A) if a texture needed for a triangle is stored in VRAM, that means that when using a text2d(...) instruction within the shader code, the GPU stalls waiting to get the appropriate pixel from VRAM, am I right?... or does the whole texture get stored in cache?... if so, that means that all texture used are stored in cache (bump, diffuse, etc)?
B) when rendering, the GPU needs to write on the appropriate render target, would the whole RT be also on a local cache?... so that menas that when changing RT's it needs to send the old RT to VRAM and bring the new one to cache?
C) when changeing render states, I beleive this would be a matter of just changeing a flag in the GPU, so that wouldn't cause any performance issues, would it?... that is, I could go crazy changing states without changeing RT or textures or shader code and it would not have any relevant penalty, right?
D) if VRAM runs out of space, the textures, would be stored in System RAM?
C) Pixels are batched up into "segments" on the GPU-side. If multiple successive draw-calls have the same state, then their pixels will probably end up in the same "segment". Some state changes will force the end of a segment and the start of a new one, while other state-changes won't. There's no rules here, each card may be different. Generally, bigger changes, like changing the shader program will definately end a segment, while smaller changes, like changing a texture may not.
Also, as mentioned by AliasBinman, changing states may have a significant CPU-side overhead within the driver or API code.
A) As above, when processing pixels, the GPU has a whole "segment" worth of pixels that need to be processed. It can break the pixel shader up into several "passes" of several instructions each, and then perform pass 1 over all pixels in the segment, then pass 2, and so on.
For example, given this code, and the comments pretending how it's been broken up into passes:
float3 albedo = tex2D( s_albedo, input.texcoord ).rgb;//pass 1 albedo = pow( albedo, 2.2 );//pass 2 return float4(albedo,1) * u_multiplier;//pass 3
Say we've got 400 pixels, and 40 shader units, the GPU would be doing something like:
for( int pass=0; pass != 3; ++pass ) for( int i=0; i<400; i+=40 ) RunShader( /*which instructions*/pass, /*which pixel range*/i, i+40 );
So to begin with, it executes pass#1 - issueing all the texture fetch instructions, which will read texture data out of VRAM (or the cache) and write that data into the cache. Then after it's issued the fetch instructions for pixels #360-400, it will move onto pass #2 for pixels #1-40. Hopefully by this point in time, the fetch instructions for these pixels have completed, and there's no waiting around (if the fetches are still in progress, there will be a stall). Then, after this pass has performed all it's pow calls, the next pass is run, which does some shuffling and multiplication, generating the final result. These results are then sent to the ROP stage.
The bigger your "segments", the more able the GPU is able to hide latency by working on many pixels at once. Shaders that require a lot of temporary variables will reduce the maximum segment size, because the current state of execution for every pixel shader needs to be saved when moving on to other pixels (and more temporary variables == bigger state).

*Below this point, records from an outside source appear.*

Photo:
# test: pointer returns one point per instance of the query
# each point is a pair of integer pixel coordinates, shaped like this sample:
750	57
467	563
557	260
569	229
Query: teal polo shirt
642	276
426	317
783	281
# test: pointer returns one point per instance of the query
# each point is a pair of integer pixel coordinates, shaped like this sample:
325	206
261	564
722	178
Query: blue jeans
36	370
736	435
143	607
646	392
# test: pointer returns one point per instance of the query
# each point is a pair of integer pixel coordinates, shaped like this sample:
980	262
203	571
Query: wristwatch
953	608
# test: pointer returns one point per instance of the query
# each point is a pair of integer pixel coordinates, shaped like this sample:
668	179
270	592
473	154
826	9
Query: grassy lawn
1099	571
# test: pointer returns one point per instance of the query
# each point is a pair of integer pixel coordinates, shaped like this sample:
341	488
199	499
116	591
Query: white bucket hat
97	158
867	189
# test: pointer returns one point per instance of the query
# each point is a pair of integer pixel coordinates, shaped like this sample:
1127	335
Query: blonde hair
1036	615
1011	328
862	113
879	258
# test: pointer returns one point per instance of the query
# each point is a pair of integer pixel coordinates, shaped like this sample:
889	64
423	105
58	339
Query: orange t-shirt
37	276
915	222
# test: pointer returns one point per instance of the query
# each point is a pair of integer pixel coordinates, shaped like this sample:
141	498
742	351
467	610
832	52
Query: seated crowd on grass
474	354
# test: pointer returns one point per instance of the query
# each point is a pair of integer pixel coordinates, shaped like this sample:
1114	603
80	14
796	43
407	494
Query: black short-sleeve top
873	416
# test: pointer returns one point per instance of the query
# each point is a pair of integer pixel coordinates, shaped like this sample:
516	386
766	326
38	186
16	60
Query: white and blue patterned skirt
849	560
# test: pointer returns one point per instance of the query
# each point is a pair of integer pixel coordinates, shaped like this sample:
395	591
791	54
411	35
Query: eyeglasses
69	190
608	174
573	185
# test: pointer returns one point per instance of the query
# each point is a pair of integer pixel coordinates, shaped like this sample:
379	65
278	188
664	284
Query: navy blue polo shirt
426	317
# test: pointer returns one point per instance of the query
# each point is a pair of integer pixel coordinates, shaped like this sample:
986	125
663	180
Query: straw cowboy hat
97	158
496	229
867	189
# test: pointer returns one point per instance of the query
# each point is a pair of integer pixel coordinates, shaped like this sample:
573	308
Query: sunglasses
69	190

Also, certain state-changes -like changing shaders- will end a segment. So if you have a shader with lots of fetches, you want to draw hundreds (or thousands) of pixels before switching to a different shader.
B) Some GPUs work this way, especially older ones, or ones that boast having "EDRAM" -- there's a certain (small) bit of memory where render targets must exist to be written to. When setting a target, it has to be copied from VRAM into this area (unless you issue a clear command before drawing), and afterwards it has to be copied from this area back to VRAM (unless you issue a special "no resolve" request). On other GPUs, render-targets can exist anywhere in VRAM (or even main RAM) and there is no unnecessary copying. The ROP stage will perform buffering of writes to deal with the latency issues, similar to the above ideas in (A).
D) This depends on the API, driver and GPU. On some systems, the GPU may be able to read from main RAM just like it reads from VRAM, so storing texutres in main RAM is not much of a problem. On other systems, the driver will have to reserve an area of VRAM and move textures back and forth between main/VRAM as required... On other systems, texture allocation may just fail when VRAM is full.
* Disclaimer -- all of this post is highly GPU dependent, and the details will be different on different systems. This is just an illustration of how things can work.